Levan Bakhia claims he based the film on a true story that happened to people he knew. With nobody coming forward to confirm the account, we can place 247oF inside the realm of Films That Make Dubious Claims to Being Based on True Stories. Nevertheless the basic set-up of events has a fundamental plausibility. Screenwriter Lloyd S. Wagner at least appears to have read up on the basics of how saunas operate and there is no reason I can tell (while keeping in mind I am no expert on the mechanics of saunas) as to why it could not have happened. The set-up is a reasonable idea for one of these Imprisonment Thrillers. Once Levan Bakhia and Beqa Jguburia get the characters into the sauna they let the situation play out in the various tensions and arguments between those imprisoned and the hopes and possibilities for escape that the film raises.

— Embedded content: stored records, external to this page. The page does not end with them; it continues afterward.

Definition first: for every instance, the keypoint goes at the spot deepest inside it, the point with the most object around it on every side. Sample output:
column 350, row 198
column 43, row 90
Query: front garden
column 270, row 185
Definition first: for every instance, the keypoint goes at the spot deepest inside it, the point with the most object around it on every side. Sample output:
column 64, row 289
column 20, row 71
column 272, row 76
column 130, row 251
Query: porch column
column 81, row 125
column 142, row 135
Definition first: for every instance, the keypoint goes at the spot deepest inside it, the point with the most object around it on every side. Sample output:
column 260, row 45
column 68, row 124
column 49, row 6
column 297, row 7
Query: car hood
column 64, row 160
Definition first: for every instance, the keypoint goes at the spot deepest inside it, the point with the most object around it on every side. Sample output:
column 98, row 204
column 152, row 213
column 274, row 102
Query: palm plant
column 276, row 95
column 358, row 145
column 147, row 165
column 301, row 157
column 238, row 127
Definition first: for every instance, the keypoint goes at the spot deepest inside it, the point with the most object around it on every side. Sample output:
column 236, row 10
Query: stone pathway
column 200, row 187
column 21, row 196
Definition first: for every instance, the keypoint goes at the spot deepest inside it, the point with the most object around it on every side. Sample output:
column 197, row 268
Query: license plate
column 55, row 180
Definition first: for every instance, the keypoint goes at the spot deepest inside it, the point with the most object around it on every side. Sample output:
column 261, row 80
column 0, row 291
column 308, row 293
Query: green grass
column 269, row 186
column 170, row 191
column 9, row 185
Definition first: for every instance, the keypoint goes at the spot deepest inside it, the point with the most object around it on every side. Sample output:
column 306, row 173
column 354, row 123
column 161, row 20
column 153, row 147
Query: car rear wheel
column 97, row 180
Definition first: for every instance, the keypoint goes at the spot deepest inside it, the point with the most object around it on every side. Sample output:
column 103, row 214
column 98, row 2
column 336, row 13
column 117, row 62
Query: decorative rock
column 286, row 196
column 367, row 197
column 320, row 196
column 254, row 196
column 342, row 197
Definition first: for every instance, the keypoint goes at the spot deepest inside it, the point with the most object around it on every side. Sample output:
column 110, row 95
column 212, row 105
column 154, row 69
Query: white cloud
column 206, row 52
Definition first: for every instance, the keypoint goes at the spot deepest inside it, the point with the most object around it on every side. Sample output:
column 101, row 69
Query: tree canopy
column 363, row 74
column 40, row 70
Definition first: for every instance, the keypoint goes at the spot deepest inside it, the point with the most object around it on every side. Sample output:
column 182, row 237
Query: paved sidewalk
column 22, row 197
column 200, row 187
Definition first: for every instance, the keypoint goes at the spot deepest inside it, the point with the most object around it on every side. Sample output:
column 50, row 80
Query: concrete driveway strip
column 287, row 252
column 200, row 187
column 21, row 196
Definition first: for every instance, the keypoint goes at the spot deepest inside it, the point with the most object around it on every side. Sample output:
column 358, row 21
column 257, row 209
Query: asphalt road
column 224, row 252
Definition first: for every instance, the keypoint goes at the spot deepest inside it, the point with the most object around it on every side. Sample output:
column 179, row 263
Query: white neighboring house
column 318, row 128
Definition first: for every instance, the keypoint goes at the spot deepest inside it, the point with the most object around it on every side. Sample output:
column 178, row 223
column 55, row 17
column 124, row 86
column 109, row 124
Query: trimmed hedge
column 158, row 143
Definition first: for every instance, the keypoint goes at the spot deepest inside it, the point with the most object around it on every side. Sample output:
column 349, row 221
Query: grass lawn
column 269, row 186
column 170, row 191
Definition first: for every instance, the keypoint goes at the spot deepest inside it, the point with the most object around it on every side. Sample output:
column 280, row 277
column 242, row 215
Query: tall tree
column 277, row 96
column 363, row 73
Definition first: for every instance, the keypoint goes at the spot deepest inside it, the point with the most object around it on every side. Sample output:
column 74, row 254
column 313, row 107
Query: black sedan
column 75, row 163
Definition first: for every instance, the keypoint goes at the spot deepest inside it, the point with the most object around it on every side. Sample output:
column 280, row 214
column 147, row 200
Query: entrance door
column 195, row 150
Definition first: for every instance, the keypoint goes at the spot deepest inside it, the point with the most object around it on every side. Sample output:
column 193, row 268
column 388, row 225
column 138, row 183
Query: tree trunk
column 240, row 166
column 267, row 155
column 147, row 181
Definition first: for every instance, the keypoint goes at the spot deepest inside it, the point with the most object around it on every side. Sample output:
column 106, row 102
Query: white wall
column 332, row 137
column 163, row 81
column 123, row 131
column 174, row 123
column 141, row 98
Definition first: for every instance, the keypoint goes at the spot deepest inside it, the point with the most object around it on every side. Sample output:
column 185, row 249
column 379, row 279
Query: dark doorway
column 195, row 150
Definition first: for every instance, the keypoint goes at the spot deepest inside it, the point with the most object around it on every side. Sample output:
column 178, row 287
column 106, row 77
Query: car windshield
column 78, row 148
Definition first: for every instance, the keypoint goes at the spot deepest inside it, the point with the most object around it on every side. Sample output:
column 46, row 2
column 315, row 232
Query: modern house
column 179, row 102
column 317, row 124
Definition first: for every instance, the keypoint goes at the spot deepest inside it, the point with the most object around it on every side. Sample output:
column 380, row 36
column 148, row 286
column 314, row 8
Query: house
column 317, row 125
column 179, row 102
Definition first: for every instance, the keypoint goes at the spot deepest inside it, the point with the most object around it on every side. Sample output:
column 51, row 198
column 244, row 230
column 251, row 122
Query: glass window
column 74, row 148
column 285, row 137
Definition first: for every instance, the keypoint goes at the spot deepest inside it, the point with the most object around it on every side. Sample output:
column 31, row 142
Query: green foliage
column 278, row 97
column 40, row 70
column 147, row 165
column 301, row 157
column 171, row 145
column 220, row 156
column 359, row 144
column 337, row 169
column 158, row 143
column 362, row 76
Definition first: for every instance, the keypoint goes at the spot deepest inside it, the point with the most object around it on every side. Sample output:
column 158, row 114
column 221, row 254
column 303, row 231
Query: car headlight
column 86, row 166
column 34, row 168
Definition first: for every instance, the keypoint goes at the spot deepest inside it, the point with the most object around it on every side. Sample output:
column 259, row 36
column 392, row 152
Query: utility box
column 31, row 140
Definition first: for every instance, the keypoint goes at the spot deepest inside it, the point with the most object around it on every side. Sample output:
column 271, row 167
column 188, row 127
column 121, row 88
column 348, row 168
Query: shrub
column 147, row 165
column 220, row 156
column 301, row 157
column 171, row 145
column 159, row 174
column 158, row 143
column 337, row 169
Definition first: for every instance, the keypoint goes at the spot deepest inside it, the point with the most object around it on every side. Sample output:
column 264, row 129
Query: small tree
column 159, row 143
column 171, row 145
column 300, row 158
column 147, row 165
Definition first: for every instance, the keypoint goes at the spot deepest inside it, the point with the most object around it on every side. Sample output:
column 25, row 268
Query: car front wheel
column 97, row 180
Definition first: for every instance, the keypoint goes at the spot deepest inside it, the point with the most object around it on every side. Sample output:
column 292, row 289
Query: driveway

Scout Taylor-Compton., Travis Van Winkle and Christine Ulloa in 247°F (2011)
Scout Taylor-Compton. comes to the aid of Travis Van Winkle. With Christine Ulloa in the background

On the other hand, I don’t feel that Levan Bakhia and Beqa Jguburia ride the rollercoaster of tensions as well as they could have. There are other Conceptual Containment films listed above that keep you on the edge of the seat with more dramatic effect and push the characters into more intense, hanging-by-the-fingertips situations than this does. The lack of tension is surely signalled by the need to include a fantasy sequence where Scout Taylor-Compton fantasises that she breaks out of the sauna and gets free – usually inserting dream jumps and sequences, particularly in a horror film, is a signal that it is not getting them elsewhere.

Bakhia and Jguburia bring a handful of international names to Georgia to shoot (the location is never specified as taking pace in Georgia and we are left with the implication that it is standard USA). These include Travis Van Winkle and Michael Copon, minor names mostly known for tv work, and Tyler Mane, known as Sabretooth in X-Men (2000) and as Michael Myers in the Halloween (2007) remake.

The headline name is Scout Taylor-Compton who was considered a latter day Scream Queen of sorts after appearing as Laurie Strode in the 2007 Halloween and its sequel Halloween II (2009). It must be said that the role she gets here as someone who is fearful and cautious throughout is not the best highlight for her – she comes across as too withdrawn and not sympathetic enough. The film also has a prologue in which she and her boyfriend (fiance?) are caught in a car crash and he is killed – a scene that proves to have no relevance to anything that subsequently occurs. It is a case of loading Chekov’s Gun, placing it on the wall and then failing to use it.